Linear functions are a type of function that create a straight line when graphed on a coordinate plane. They have the general form y = mx + b, where:- y is the dependent variable (output)- x is the independent variable (input)- m is the slope (the rate of change)- b is the y-intercept (the value of y when x is zero) In the exercise, Mildred's earnings can be represented as a linear function because her pay increases at a constant rate of $14.50 per hour. This rate (14.50) is akin to the slope in the general equation, and there is no y-intercept in this case since her pay is zero when she does not work any hours.

Function notation is a way to represent functions in a more compact form. It typically looks like this: f(x), where 'f' is the name of the function and 'x' is the input variable. In the given exercise, the function is named P(h) to signify the total pay P as a function of the hours worked, h.
Using function notation, we can effectively express Mildred's pay equation as: P(h) = 14.50h This notation is very useful because it allows us to quickly find the output for any input. For example, to find the pay for 40 hours of work, substitute 40 for h in the equation: P(40) = 14.50 × 40.

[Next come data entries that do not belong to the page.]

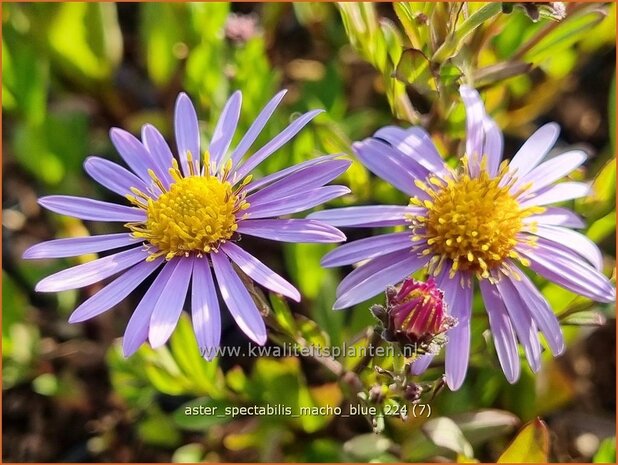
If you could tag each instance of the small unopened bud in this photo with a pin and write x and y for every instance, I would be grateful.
(418, 310)
(412, 392)
(241, 28)
(376, 394)
(556, 11)
(379, 312)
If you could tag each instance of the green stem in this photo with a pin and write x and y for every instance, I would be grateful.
(452, 43)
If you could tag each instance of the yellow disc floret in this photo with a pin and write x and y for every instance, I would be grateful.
(195, 215)
(473, 221)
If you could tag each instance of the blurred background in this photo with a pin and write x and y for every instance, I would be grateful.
(71, 71)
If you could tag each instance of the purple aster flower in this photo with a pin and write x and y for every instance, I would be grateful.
(185, 220)
(481, 223)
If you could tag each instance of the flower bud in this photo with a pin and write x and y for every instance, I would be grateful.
(418, 310)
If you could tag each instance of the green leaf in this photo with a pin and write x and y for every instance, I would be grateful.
(25, 77)
(163, 31)
(585, 318)
(367, 447)
(531, 445)
(187, 355)
(606, 452)
(562, 36)
(202, 413)
(85, 40)
(444, 432)
(611, 110)
(283, 314)
(189, 453)
(483, 425)
(158, 430)
(414, 68)
(455, 41)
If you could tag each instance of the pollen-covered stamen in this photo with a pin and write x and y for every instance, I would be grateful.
(195, 215)
(473, 221)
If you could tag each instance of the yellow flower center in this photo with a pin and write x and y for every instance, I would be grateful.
(195, 215)
(471, 221)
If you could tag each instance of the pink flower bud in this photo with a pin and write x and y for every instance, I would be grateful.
(418, 310)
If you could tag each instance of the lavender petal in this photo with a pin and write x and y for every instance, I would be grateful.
(136, 331)
(88, 209)
(91, 272)
(459, 304)
(187, 132)
(420, 365)
(521, 319)
(294, 230)
(132, 152)
(502, 331)
(160, 152)
(556, 216)
(534, 150)
(416, 144)
(256, 128)
(405, 264)
(394, 167)
(557, 193)
(74, 246)
(369, 216)
(541, 312)
(238, 300)
(552, 170)
(205, 310)
(569, 271)
(225, 129)
(368, 248)
(259, 272)
(112, 176)
(567, 239)
(303, 180)
(259, 183)
(115, 291)
(167, 310)
(275, 143)
(295, 203)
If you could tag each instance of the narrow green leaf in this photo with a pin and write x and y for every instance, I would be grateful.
(531, 445)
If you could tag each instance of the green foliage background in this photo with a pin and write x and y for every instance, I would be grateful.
(73, 70)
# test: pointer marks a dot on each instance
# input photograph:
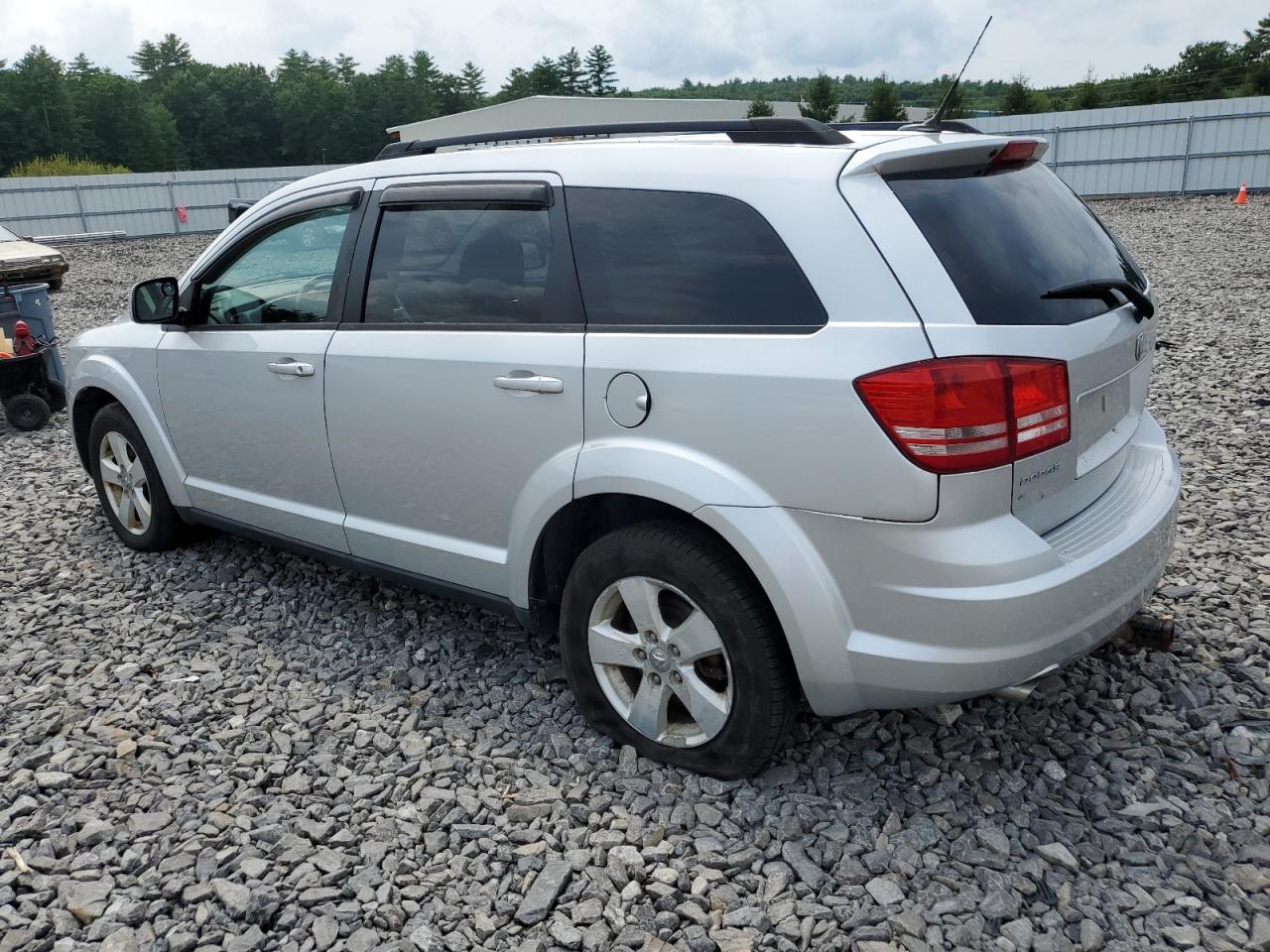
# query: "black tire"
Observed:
(166, 529)
(26, 412)
(55, 397)
(691, 560)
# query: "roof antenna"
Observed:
(934, 122)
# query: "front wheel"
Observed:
(128, 484)
(670, 647)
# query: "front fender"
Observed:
(107, 372)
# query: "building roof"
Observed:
(538, 112)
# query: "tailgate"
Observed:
(978, 245)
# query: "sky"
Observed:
(656, 42)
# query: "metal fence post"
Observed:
(79, 203)
(1191, 127)
(172, 206)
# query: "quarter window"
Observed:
(282, 278)
(683, 259)
(460, 263)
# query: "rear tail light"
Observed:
(1016, 153)
(959, 414)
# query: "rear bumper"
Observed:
(960, 606)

Understanding linear functions and function notation has practical applications in many real-life scenarios. For instance, in the given exercise, determining Mildred's total pay based on her hourly rate is a straightforward application of a linear function. Such functions can be used for various calculations, including:

• Budgeting: Predicting expenses based on utility rates or subscription fees.
• Time management: Estimating the duration required to complete a task at a steady pace.
• Business: Calculating profits, losses, and break-even points.

Using function notation makes it easier to implement these calculations in algebra, spreadsheet software, and even coding. Mastering these concepts can significantly enhance financial planning and resource management.